Tenants living in state-owned homes along the former 710 Freeway corridor are urging city officials to step in and purchase Caltrans properties themselves and sell them to the tenants.
In correspondence to the City Council, renters cited mounting obstacles in efforts to buy their residences through a state sales program.
The sale of 13 Caltrans properties will be discussed in closed session prior to Monday’s public meeting.
Tenant representatives and housing advocates outlined a series of concerns involving the administration of the 710 Corridor Sales Program, including disqualifications, escrow delays and disputes over pricing and property conditions.
“The pattern of confusion, delay, and unfairness towards tenant-purchasers threatens to result in unnecessary lawsuits, unnecessary displacements, and the wholesale shifting of costs and burdens on to tenant-purchasers,” the letter said.

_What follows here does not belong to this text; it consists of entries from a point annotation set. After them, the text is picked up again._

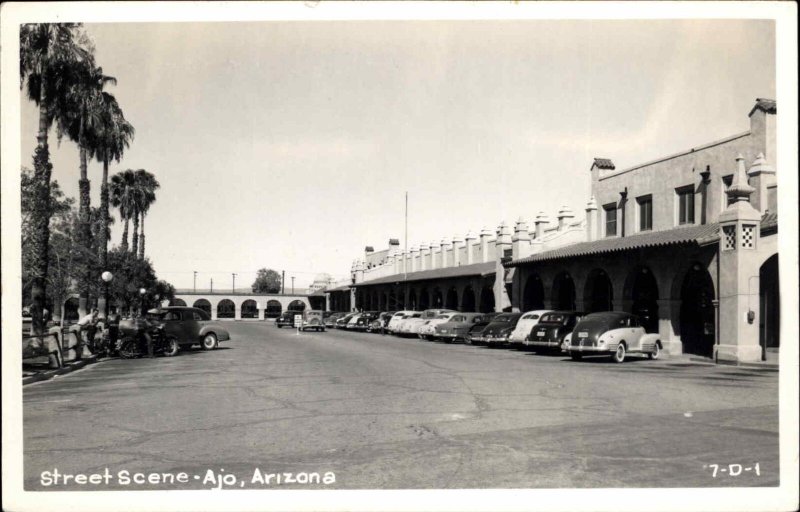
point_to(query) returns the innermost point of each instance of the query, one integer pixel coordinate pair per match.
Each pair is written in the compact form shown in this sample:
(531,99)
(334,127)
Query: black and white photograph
(400,256)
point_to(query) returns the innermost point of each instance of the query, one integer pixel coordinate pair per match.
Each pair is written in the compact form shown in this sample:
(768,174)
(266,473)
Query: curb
(68,368)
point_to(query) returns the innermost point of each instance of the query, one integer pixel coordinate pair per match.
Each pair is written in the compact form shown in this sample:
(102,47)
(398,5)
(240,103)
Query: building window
(729,238)
(611,219)
(748,236)
(727,181)
(645,212)
(685,205)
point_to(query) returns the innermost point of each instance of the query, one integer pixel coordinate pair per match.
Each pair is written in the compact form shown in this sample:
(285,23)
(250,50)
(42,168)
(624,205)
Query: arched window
(249,309)
(226,309)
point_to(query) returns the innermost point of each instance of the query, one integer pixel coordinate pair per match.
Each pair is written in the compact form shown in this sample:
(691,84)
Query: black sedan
(552,328)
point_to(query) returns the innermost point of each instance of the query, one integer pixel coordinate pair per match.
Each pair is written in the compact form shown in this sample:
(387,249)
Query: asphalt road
(390,413)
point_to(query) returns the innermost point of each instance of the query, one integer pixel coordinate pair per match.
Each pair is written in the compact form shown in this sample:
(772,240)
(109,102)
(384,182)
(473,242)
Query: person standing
(88,326)
(113,330)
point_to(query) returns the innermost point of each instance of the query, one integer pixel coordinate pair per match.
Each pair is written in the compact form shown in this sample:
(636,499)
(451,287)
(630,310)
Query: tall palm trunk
(135,238)
(85,230)
(40,236)
(124,245)
(141,240)
(104,217)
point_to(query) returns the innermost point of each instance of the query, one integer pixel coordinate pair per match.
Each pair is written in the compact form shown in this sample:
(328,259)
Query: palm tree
(46,50)
(82,119)
(123,193)
(115,135)
(149,185)
(145,187)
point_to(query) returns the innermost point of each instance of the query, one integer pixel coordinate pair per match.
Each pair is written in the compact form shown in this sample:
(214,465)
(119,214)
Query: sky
(290,145)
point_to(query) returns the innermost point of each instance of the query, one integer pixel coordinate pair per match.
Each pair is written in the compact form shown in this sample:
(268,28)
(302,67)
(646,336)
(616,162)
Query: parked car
(475,333)
(313,319)
(426,330)
(457,327)
(381,321)
(341,323)
(365,320)
(552,328)
(190,326)
(330,321)
(396,318)
(403,326)
(501,327)
(525,324)
(286,319)
(412,325)
(613,333)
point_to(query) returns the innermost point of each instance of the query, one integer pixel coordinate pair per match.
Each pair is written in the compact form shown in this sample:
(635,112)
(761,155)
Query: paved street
(385,412)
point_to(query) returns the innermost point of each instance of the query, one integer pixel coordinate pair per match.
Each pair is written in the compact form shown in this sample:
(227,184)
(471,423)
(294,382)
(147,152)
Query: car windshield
(502,319)
(554,318)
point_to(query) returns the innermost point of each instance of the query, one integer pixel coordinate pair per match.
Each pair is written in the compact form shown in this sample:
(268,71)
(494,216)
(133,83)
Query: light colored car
(457,327)
(353,322)
(396,318)
(412,325)
(402,326)
(426,330)
(613,333)
(526,322)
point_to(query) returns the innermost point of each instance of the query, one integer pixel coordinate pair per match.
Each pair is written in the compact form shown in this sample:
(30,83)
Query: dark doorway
(274,309)
(487,300)
(296,305)
(226,309)
(697,312)
(563,292)
(644,297)
(468,300)
(598,295)
(452,299)
(438,301)
(770,305)
(249,309)
(203,304)
(533,294)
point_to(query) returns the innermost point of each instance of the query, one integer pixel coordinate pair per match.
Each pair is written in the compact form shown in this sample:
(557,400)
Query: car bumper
(543,343)
(591,350)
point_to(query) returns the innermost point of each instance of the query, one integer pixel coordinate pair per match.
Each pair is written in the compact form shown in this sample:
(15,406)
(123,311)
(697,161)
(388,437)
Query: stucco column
(669,321)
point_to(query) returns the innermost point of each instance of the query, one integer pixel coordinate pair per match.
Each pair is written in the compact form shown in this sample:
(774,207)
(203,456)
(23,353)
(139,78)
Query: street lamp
(106,277)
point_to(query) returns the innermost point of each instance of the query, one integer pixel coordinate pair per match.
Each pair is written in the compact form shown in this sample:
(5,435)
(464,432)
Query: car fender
(612,337)
(218,330)
(649,341)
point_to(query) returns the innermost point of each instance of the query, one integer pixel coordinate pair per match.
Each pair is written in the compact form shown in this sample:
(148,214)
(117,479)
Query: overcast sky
(289,145)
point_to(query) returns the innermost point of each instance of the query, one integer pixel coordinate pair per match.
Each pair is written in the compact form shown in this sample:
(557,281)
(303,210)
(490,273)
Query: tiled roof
(604,163)
(476,269)
(769,222)
(338,289)
(767,105)
(701,235)
(688,234)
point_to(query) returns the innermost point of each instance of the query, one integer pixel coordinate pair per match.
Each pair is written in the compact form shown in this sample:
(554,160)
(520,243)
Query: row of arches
(465,298)
(640,295)
(249,309)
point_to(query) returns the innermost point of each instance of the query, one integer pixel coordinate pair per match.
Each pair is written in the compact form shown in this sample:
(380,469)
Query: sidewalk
(37,372)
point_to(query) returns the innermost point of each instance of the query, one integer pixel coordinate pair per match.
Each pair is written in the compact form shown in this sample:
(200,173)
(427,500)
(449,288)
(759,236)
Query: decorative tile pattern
(729,235)
(748,236)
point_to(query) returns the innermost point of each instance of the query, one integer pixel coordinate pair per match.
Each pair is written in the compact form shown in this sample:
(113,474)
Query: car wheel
(619,355)
(172,348)
(209,341)
(656,353)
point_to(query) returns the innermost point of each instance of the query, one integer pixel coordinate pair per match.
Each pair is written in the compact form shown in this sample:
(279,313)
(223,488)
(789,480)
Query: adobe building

Supporters are asking the City to use its purchasing priority under state regulations to acquire the homes directly and then resell them to current occupants.
Under the proposal, the city would enter memorandum agreements and double-escrow arrangements allowing Pasadena to purchase properties from Caltrans and transfer them to tenants at fair market value, minus repair costs.
Supporters say the plan could resolve cases involving both tenants who were disqualified but still seek to buy and those who remain eligible but cannot reach agreement with the state over valuations, repairs or inspection transparency.
The letter also recommends the city coordinate inspections and financing tools such as rehabilitation loans, which combine purchase and renovation costs into a single mortgage — a mechanism advocates say is critical given the aging condition of many properties.
Proponents argue the City would be better positioned than the state to complete sales equitably and efficiently and said any profits from market-rate transactions could be reinvested locally into housing rehabilitation or affordable housing initiatives tied to historic freeway displacement.
Advocates say residents have raised complaints with Caltrans, legislators and local officials, pointing to alleged wrongful disqualifications from eligibility, escrow timelines stretching up to seven years and disagreements tied to inspections and appraisals.
Many of the homes at issue were originally acquired by the state decades ago for the ill-fated extension of the 710 Freeway through Pasadena and neighboring communities.
Beginning in the mid-20th century, Caltrans assembled hundreds of properties along the proposed route through voluntary sales and eminent domain purchases intended to clear land for the highway project.
The freeway extension was never built after years of community opposition, legal challenges and environmental concerns, largely from South Pasadena residents, halted the plan.
Caltrans retained ownership of the properties and rented many of them to tenants for decades.
Later, state laws required the homes be sold, often granting occupants priority rights to purchase through corridor sales programs.